The roadmap: Computer vision, agentic AI, and human-machine collaboration
The Series A funding will primarily support scaling product and go-to-market teams. "We're really confident that we have product-market fit," Hylton said. "And now the question is execution, and we want to hire a lot of really talented people to help us execute."
On the product roadmap, Hylton emphasized continued focus on the participant experience as the key to winning the market. "Everything else is downstream of a joyful participant experience," she said, including "the quality of insights, the amount you have to pay people to do the interviews, and the way that your customers feel about a company."
Near-term priorities include adding visual capabilities so the AI moderator can respond to facial expressions and other nonverbal cues, and building more sophisticated collaboration features between human researchers and AI moderators. "Maybe you want to listen while an AI moderator is running a call and you might want to be able to jump in with specific questions," Hylton said. "Or you want to run an interview yourself, but you want the moderator to be there as backup or to help you."

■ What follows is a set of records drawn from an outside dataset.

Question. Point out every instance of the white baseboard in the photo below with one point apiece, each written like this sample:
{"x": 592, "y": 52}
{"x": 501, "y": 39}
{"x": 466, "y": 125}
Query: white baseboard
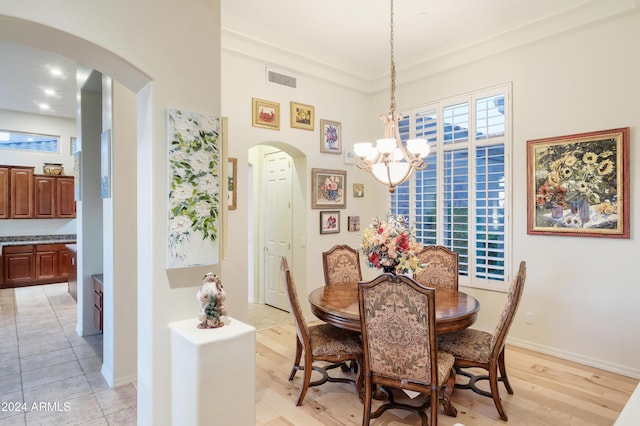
{"x": 114, "y": 382}
{"x": 579, "y": 358}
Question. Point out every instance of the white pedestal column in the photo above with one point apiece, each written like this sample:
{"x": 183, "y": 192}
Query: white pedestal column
{"x": 212, "y": 374}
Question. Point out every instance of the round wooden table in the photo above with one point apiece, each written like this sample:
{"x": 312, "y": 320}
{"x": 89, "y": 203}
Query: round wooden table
{"x": 337, "y": 304}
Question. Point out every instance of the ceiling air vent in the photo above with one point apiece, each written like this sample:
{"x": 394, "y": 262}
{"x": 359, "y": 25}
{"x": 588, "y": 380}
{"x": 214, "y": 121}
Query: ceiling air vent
{"x": 282, "y": 79}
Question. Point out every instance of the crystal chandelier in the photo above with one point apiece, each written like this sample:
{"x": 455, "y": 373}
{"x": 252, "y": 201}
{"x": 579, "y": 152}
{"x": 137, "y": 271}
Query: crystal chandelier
{"x": 390, "y": 161}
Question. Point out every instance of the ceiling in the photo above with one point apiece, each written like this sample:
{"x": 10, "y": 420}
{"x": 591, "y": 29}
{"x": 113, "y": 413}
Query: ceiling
{"x": 347, "y": 35}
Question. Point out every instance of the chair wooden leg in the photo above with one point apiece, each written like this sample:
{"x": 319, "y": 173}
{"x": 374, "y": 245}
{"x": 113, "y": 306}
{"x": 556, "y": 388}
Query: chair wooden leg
{"x": 296, "y": 363}
{"x": 503, "y": 373}
{"x": 307, "y": 369}
{"x": 449, "y": 409}
{"x": 495, "y": 392}
{"x": 433, "y": 418}
{"x": 368, "y": 395}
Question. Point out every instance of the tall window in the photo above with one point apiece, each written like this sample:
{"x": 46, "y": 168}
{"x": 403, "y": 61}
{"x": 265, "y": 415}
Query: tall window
{"x": 460, "y": 200}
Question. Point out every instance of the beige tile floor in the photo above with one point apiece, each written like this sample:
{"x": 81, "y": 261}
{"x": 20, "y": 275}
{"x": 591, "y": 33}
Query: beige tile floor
{"x": 50, "y": 375}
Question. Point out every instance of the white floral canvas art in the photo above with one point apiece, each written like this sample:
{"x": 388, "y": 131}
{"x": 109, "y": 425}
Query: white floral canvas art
{"x": 194, "y": 189}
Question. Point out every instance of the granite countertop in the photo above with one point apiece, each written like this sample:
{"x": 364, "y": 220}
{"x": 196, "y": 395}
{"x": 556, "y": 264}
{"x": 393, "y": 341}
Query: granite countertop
{"x": 37, "y": 239}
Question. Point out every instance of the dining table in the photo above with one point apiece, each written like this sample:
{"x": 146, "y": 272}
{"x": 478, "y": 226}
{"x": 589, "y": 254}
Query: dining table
{"x": 337, "y": 304}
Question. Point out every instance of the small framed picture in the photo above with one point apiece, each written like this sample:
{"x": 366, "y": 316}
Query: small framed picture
{"x": 330, "y": 222}
{"x": 302, "y": 116}
{"x": 353, "y": 224}
{"x": 358, "y": 190}
{"x": 330, "y": 137}
{"x": 265, "y": 114}
{"x": 328, "y": 189}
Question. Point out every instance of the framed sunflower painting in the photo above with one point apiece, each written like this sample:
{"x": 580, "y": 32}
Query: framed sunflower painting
{"x": 578, "y": 185}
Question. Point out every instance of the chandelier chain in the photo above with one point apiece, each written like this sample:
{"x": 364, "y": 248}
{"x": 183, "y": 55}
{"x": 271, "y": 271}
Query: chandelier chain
{"x": 392, "y": 107}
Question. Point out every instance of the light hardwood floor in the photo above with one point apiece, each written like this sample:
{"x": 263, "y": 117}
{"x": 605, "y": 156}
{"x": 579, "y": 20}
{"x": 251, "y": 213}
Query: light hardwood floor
{"x": 547, "y": 391}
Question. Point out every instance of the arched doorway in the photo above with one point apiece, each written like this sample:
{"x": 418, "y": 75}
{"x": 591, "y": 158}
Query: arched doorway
{"x": 119, "y": 366}
{"x": 278, "y": 223}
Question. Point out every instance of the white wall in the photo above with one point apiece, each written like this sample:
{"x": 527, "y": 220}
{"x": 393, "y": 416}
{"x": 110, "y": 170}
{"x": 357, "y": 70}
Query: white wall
{"x": 583, "y": 292}
{"x": 243, "y": 79}
{"x": 36, "y": 123}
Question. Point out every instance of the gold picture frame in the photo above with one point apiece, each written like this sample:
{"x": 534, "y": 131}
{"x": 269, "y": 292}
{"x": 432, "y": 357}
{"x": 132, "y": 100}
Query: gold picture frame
{"x": 328, "y": 189}
{"x": 265, "y": 114}
{"x": 302, "y": 116}
{"x": 330, "y": 222}
{"x": 231, "y": 184}
{"x": 330, "y": 137}
{"x": 578, "y": 185}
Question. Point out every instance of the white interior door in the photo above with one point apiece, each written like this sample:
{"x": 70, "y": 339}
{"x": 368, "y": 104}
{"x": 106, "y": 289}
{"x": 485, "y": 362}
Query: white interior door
{"x": 277, "y": 225}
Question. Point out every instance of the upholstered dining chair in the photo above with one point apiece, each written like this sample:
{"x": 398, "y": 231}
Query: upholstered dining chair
{"x": 341, "y": 264}
{"x": 397, "y": 318}
{"x": 476, "y": 348}
{"x": 442, "y": 269}
{"x": 321, "y": 342}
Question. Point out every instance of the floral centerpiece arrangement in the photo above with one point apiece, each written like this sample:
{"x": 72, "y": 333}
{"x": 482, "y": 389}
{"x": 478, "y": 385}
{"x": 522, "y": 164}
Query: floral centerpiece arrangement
{"x": 390, "y": 244}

These features move toward what the industry calls "agentic AI" — systems that can act more autonomously while still collaborating with humans. The founders see this human-AI collaboration, rather than full automation, as the sustainable path forward.
"We believe that a lot of the really strategic work that companies do will continue to be human moderated," Hylton said. "And you can still do that through Strella and just use us for synthesis in those cases."
For Li and Bessemer, the bet is on founders who understand this nuance. "Lydia and Priya exhibit the exact archetype of founders we are excited to partner with for the long term — customer-obsessed, transparent, thoughtful, and singularly driven towards the home-run scenario," she said.
The company declined to disclose specific revenue figures or valuation. With the new funding, Strella has now raised $18 million total, including a $4 million seed round led by Decibel Partners announced in October.
As Strella scales, the founders remain focused on a vision where technology enhances rather than eliminates human judgment—where an engineering team doesn't just read a research report, but watches seven customers struggle to find the same button. Where a product manager can query months of accumulated interviews in seconds. Where companies don't choose between speed and depth, but get both.
"The interesting part of the business is actually collecting that proprietary dataset, collecting qualitative research at scale," Hylton said, describing what she sees as Strella's long-term moat. Not replacing the researcher, but making everyone in the company one.